Jellied Chicken, Anyone?

Barf

Okay, seriously – what was up with the fascination of suspending meat products (and anything else, basically) inside a clear gelatin prison? I swear, in all my cookbooks from the 50s and 60s there are numerous recipes as disgusting as this one with such odd ingredients as fruit and olives (mixed together), smoked fish, asparagus, hard boiled eggs, and even a very special Ham Mousse that my cookbook touts as “Perfect for the Holidays!”

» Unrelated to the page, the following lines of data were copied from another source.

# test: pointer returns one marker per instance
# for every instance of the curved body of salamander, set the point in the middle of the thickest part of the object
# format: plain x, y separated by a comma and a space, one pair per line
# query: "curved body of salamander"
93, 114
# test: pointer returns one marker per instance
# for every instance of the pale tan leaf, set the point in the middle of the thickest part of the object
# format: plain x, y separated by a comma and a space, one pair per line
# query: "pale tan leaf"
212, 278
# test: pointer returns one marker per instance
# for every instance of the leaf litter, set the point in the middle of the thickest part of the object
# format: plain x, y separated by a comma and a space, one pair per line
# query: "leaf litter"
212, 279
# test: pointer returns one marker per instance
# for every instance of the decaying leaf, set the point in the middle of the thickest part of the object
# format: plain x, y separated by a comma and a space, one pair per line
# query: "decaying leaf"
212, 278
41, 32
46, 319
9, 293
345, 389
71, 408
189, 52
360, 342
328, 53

This gem is from my 1964 Betty Crocker Cooking for Two Cookbook is creatively called Jellied Chicken. It’s basically flavorless Jell-O with chunks of fatty chicken, olives, celery, chicken broth and lemon juice. The recipe helpfully notes that veal, lamb or beef can be substituted for the chicken. So pretty much anything can be prepared in this hellacious manner. Just add Dwight’s stapler and it could be Jim’s contribution to the Dunder Mifflin Food Day.

As a side note: I asked my mother-in-law, who is 75, about this strange gelatin fascination and she couldn’t recall every having any of it. Was it a conspiracy from the Jell-O corporation to mandate these awful recipes be put in all the books as to feign popularity? Or is it just so disgusting that everyone from this era has blocked it out?

To me, Jell-O is really only good for one thing and one thing only – Jell-O Shots.

2 thoughts on “Jellied Chicken, Anyone?

  1. yeah, that’s pretty nasty….redolent of a nice slice o’head cheese fer sure. I think the deal with jello is that it was “space age” at the time,kinda like Tang. I read that soon after aluminum was discovered and began to become manufactured, some rich people put away their china and crystal and served their guests on “fine aluminum” tableware…

    Hey, hack me off a slab of that jellied chicken, ok? Just don’t put it in the microwave…..

  2. Mrs Beeton is big on aspic, too. My theory: it was posh Victorian cookery when you could only make jelly when you’d (vegetarians look away now) boiled enough calves’ feet. They they brought out instant packet aspic and everybody could create a galantine of whatever, decorated with piped stuff. The 60s version was a long way after that. But who misread the instructions and decided you could use jello??? (Love the radioactive peppers in the picture.)